Two stories on cod in North American have appeared this week. In an article entitled Northern Cod Comeback, George Rose describes the changes in the abundance of this stock in the last 30+ years. The collapse of the northern cod fishery in Canada and the subsequent moratorium was the poster child for fisheries failure in the 1990s, and the failure to rebuild for almost 20 years a source of much mystery. The collapse was ascribed to a perfect storm of overfishing combined with unfavorable, colder temperatures and the collapse of the main prey species, capelin. But what was once one of the largest fish stocks in the world is coming back, with large spawning aggregations and large old fish reappearing.
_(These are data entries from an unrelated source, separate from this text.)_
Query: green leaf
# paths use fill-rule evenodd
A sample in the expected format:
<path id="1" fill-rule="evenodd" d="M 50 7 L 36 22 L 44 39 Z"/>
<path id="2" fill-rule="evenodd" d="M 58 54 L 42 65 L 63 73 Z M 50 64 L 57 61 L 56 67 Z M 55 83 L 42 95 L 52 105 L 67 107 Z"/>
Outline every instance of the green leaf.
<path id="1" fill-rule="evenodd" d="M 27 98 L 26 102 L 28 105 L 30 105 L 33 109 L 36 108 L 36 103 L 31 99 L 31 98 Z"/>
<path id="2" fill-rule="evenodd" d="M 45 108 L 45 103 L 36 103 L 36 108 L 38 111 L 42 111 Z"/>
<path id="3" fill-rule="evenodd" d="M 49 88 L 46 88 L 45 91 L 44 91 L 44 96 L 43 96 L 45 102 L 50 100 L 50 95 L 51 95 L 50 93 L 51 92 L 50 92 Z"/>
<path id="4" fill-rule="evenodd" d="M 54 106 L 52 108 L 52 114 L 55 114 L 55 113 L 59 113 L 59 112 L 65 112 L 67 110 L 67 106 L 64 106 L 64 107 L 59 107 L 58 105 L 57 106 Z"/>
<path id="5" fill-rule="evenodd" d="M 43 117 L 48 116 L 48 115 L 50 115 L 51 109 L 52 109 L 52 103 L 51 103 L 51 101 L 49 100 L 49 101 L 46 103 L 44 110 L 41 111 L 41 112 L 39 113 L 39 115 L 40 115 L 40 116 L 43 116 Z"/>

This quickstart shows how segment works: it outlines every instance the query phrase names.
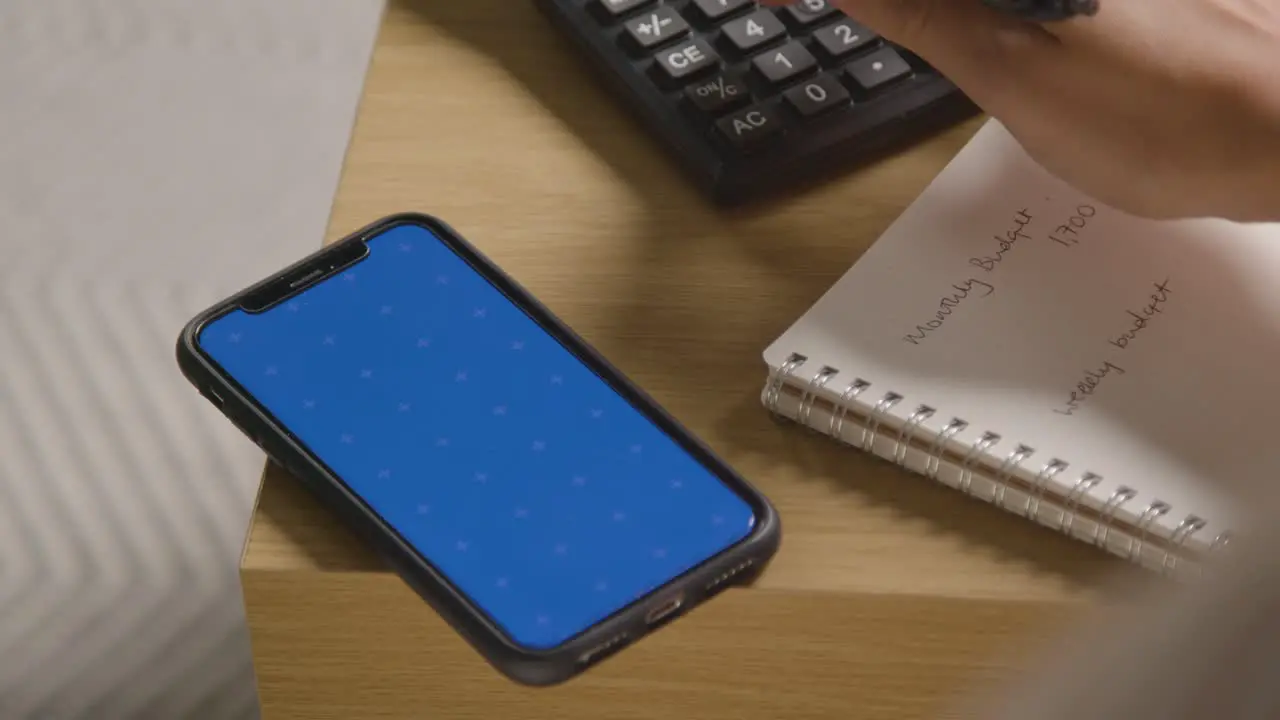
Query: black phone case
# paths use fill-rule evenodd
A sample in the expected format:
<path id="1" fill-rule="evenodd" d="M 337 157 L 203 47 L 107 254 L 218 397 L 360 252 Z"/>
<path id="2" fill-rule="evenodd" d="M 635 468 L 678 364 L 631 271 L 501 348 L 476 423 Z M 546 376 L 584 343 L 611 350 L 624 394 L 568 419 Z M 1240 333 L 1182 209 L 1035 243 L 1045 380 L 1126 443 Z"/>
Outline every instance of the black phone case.
<path id="1" fill-rule="evenodd" d="M 293 273 L 323 264 L 326 258 L 339 254 L 344 243 L 364 242 L 365 238 L 399 224 L 417 224 L 439 236 L 476 272 L 534 315 L 548 332 L 576 350 L 595 372 L 641 407 L 654 423 L 732 484 L 756 512 L 758 523 L 751 534 L 703 565 L 676 578 L 666 587 L 640 598 L 556 648 L 531 651 L 509 641 L 483 610 L 476 607 L 447 578 L 415 552 L 394 529 L 351 492 L 296 437 L 279 425 L 253 397 L 223 373 L 200 350 L 197 343 L 200 331 L 205 324 L 237 309 L 246 299 L 255 297 L 259 291 Z M 490 665 L 521 684 L 552 685 L 568 680 L 667 621 L 687 612 L 719 591 L 732 584 L 748 582 L 777 552 L 781 543 L 781 524 L 777 512 L 759 491 L 595 352 L 515 279 L 503 273 L 449 225 L 430 215 L 402 213 L 376 220 L 209 307 L 183 328 L 177 345 L 177 356 L 182 373 L 201 395 L 218 406 L 269 457 L 293 474 L 330 511 L 385 559 L 397 574 Z M 655 607 L 663 607 L 672 597 L 682 597 L 682 605 L 677 611 L 663 616 L 659 621 L 650 623 L 646 615 Z"/>

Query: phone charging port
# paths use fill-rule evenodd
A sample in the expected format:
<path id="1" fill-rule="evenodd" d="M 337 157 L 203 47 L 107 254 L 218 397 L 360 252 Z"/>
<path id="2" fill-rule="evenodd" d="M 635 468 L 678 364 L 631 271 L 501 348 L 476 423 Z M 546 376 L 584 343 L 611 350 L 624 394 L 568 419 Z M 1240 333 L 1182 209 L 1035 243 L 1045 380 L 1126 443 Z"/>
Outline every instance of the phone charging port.
<path id="1" fill-rule="evenodd" d="M 676 597 L 658 605 L 644 616 L 644 621 L 648 625 L 657 625 L 663 620 L 671 618 L 685 605 L 685 596 L 677 594 Z"/>

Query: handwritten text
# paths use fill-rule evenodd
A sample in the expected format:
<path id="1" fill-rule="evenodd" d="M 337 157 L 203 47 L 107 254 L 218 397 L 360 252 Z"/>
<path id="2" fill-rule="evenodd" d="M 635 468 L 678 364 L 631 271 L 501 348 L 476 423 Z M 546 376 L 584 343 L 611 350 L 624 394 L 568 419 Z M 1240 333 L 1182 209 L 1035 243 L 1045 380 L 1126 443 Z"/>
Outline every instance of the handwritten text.
<path id="1" fill-rule="evenodd" d="M 1149 302 L 1138 310 L 1128 310 L 1129 318 L 1133 323 L 1130 323 L 1129 329 L 1111 338 L 1111 345 L 1119 347 L 1120 350 L 1128 350 L 1129 343 L 1138 337 L 1138 333 L 1151 327 L 1152 318 L 1165 311 L 1165 304 L 1169 302 L 1170 295 L 1169 278 L 1165 278 L 1164 282 L 1155 283 L 1155 287 L 1156 292 L 1151 293 Z"/>
<path id="2" fill-rule="evenodd" d="M 980 258 L 970 258 L 969 264 L 975 268 L 982 268 L 983 270 L 991 273 L 1005 261 L 1005 255 L 1014 249 L 1021 240 L 1030 240 L 1030 234 L 1027 232 L 1027 225 L 1032 223 L 1032 214 L 1023 208 L 1014 214 L 1014 227 L 1005 231 L 1004 234 L 996 234 L 996 251 L 991 255 L 983 255 Z"/>
<path id="3" fill-rule="evenodd" d="M 938 301 L 938 309 L 933 314 L 933 318 L 915 325 L 915 329 L 902 336 L 902 340 L 910 342 L 911 345 L 920 345 L 929 336 L 929 333 L 940 331 L 942 325 L 946 324 L 947 319 L 952 313 L 955 313 L 956 307 L 960 307 L 968 300 L 987 297 L 996 291 L 996 287 L 991 283 L 969 278 L 964 282 L 952 284 L 951 290 L 954 292 L 943 296 L 942 300 Z"/>
<path id="4" fill-rule="evenodd" d="M 1102 386 L 1102 380 L 1107 379 L 1112 373 L 1117 375 L 1124 374 L 1124 368 L 1116 365 L 1115 363 L 1107 360 L 1101 368 L 1093 370 L 1085 370 L 1084 377 L 1075 383 L 1075 388 L 1068 393 L 1066 402 L 1062 407 L 1055 407 L 1053 411 L 1059 415 L 1075 415 L 1075 411 L 1098 392 L 1098 387 Z"/>

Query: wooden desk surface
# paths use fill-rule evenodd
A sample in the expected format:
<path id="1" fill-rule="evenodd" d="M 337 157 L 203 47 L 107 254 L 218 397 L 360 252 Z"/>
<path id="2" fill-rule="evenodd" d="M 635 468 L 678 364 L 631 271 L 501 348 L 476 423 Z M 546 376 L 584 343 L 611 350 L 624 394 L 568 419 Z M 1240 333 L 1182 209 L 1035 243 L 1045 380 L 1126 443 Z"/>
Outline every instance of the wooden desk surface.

Water temperatures have warmed and the capelin stock has rebuilt.
Another paper appeared this week on cod in the Gulf of Maine with quite a different story. This stock is in terrible shape, again due to a combination of overfishing and temperature. However, in this case it is still too warm for the cod. Gulf of Maine cod are at the southern end of cod’s range in the U.S. and Northern cod at the northern end, so warmer years are good for Northern cod, but bad for Gulf of Maine cod.
The lesson from both of these papers is that rebuilding the stocks to historical levels depends both on fisheries management reducing harvest to sustainable levels and on the return of favorable environmental conditions.